After identifying the joinpoint for smoking prevalence, we can create two regression models (one for each time segment - if we had two joinpoints, we would need three regression models). The first model covers the years leading up to (and including) the joinpoint (i.e., 1991 to 1999). The second model includes the years from the joinpoint forward (i.e., 1999 to 2011).

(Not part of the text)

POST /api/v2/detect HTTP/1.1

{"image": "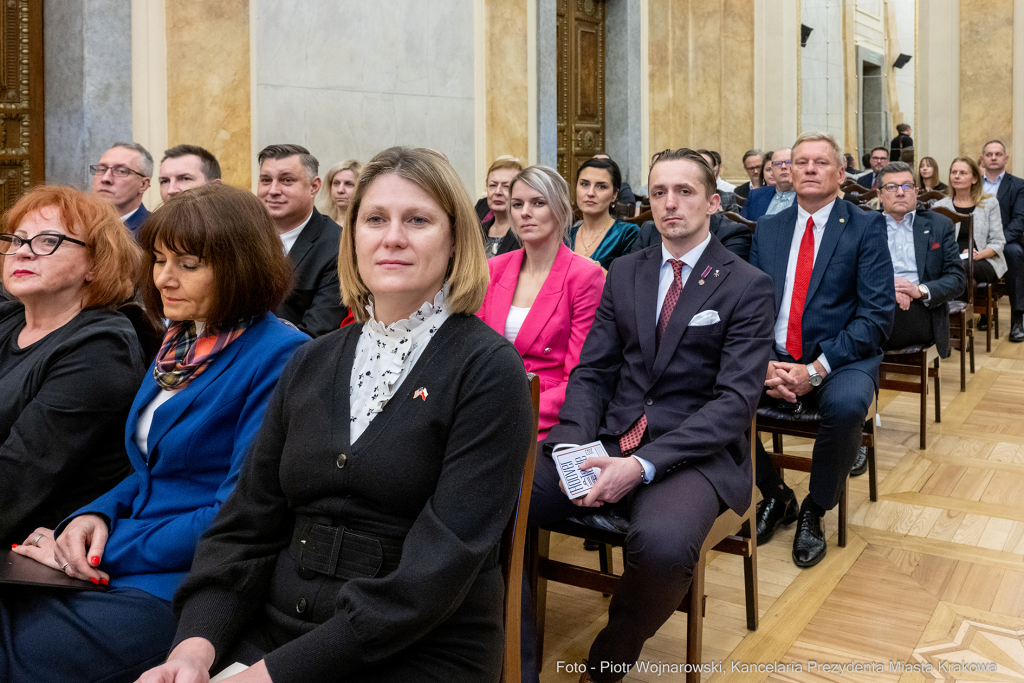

So start with 1991, 1993, 1995, 1997, 1999, the five year-points before (and including) 1999:

# calculate a five-timepoint linear contrast vector
c5l <- contr.poly( 5 )[ , 1 ]

# tack the five-timepoint linear contrast vectors onto the current survey design object
des <- update( des , t5l = c5l[ match( year , seq( 1991 , 1999 , 2 ) ) ] )

pre_91_99 <-
    svyglm(
        ever_smoked ~ sex + race4 + grade + t5l ,
        design = subset( des , year <= 1999 ) , 
        family = quasibinomial
    )

summary( pre_91_99 )

# confirm 1991-1999 trend coefficient matches published estimates
stopifnot( round( pre_91_99$coefficients['t5l'] , 5 ) == .03704 )

This reproduces the calculations behind the sentence on pdf page 6 of the original document: In this example, T5L_L had a p-value=0.52261 and beta=0.03704. Therefore, there was “no significant change in the prevalence of ever smoking a cigarette during 1991-1999.”

Then move on to 1999, 2001, 2003, 2005, 2007, 2009, and 2011, the seven year-points after (and including) 1999:

# calculate a seven-timepoint linear contrast vector
c7l <- contr.poly( 7 )[ , 1 ]

# tack the seven-timepoint linear contrast vectors onto the current survey design object
des <- update( des , t7l = c7l[ match( year , seq( 1999 , 2011 , 2 ) ) ] )

post_99_11 <-
    svyglm(
        ever_smoked ~ sex + race4 + grade + t7l ,
        design = subset( des , year >= 1999 ) , 
        family = quasibinomial
    )
    
summary( post_99_11 )

# confirm 1999-2011 trend coefficient matches published estimates
stopifnot( round( post_99_11$coefficients['t7l'] , 5 ) == -0.99165 )

This reproduces the calculations behind the sentence on pdf page 6 of the original document: In this example, T7L_R had a p-value<0.0001 and beta=-0.99165. Therefore, there was a “significant linear decrease in the prevalence of ever smoking a cigarette during 1999-2011.”